Lobbying and Part D
I know I've done a lot of pharma bashing lately, but this is just so messed up (from Krugman):
Consider the career trajectories of the two men who played the most important role in putting together the Medicare legislation.
Thomas Scully was a hospital industry lobbyist before President Bush appointed him to run Medicare. In that job, Mr. Scully famously threatened to fire his chief actuary if he told Congress the truth about cost projections for the Medicare drug program.
Mr. Scully had good reasons not to let anything stand in the way of the drug bill. He had received a special ethics waiver from his superiors allowing him to negotiate for future jobs with lobbying and investment firms - firms that had a strong financial stake in the form of the bill - while still in public office. He left public service, if that's what it was, almost as soon as the bill was passed, and is once again a lobbyist, now for drug companies.
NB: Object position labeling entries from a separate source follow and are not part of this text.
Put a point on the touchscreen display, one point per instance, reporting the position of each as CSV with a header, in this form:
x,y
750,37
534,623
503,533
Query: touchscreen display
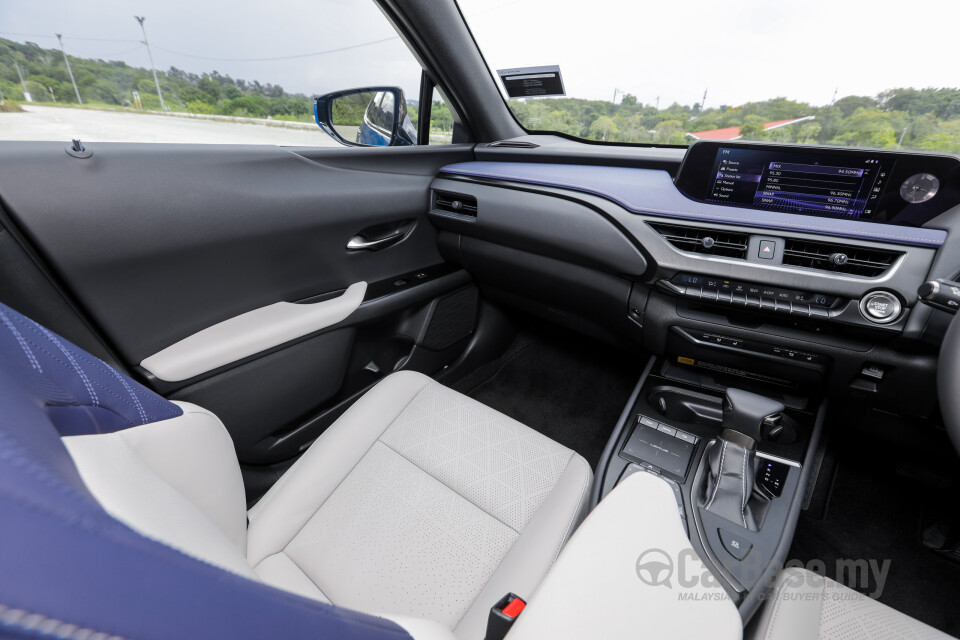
x,y
829,185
Meanwhile, Representative Billy Tauzin, the bill's point man on Capitol Hill, quickly left Congress once the bill was passed to become president of Pharmaceutical Research and Manufacturers of America, the powerful drug industry lobby.
That's not including Mark McClellan, secretary of the Center for Medicare and Medicaid Services (CMS) whose former job was as an economist, and whose brother Scott is our beloved Press Secretary.